While VAT collected would be refunded, he said it is not clear how long that process would take.

“At the moment, we think it should not be imposed…BIR should not implement it unless they are able to fulfill the condition that they are able to put up a system that will make it easy to refund and pay for claims,” he said.

He said the new VAT rule would hurt not just exporters, but also their local suppliers as well.

Semiconductor and Electronics Industries in the Philippines Foundation Inc. (SEIPI) president Dan Lachica said earlier, some of their members are already looking to transfer up to P28 billion worth of orders from domestic suppliers to foreign firms due to the additional cost of the 12 percent VAT.

In addition to revenue loss for local suppliers, he said 50,000 jobs may be put to risk.

Amid concerns raised by Philexport, SEIPI, as well as other groups which include the Information Technology and Business Process Association of the Philippines, Confederation of Wearable Exporters of the Philippines, Pilipino Banana Growers and Exporters Association, and Philippine Ecozones Association on BIR RR 9-2021, a meeting was held between exporters’ groups and officials of the National Economic and Development Authority, Department of Finance (DOF), Department of Trade and Industry, and Philippine Economic Zone Authority (PEZA) last Friday.

“Industries expressed their concerns with the RR and recommended repeal, if not suspension, until issues are resolved. DOF will take inputs and discuss with (Finance) Secretary (Carlos) Dominguez,” Lachica said in a Viber message.
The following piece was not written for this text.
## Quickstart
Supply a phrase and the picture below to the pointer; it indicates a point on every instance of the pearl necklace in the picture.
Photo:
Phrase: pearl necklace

PEZA director general Charito Plaza said the investment promotion agency also conveyed its position and request to the DOF during the meeting to defer the implementation of the RR as exporters continue to struggle with the effects of the pandemic.

She said the PEZA also called for a reassessment of the impact on exporters and possible job losses.

Ortiz-Luis said exporters are hopeful the implementation of the RR would be reconsidered.

“Many will lose their jobs. Many will close shop,” he said.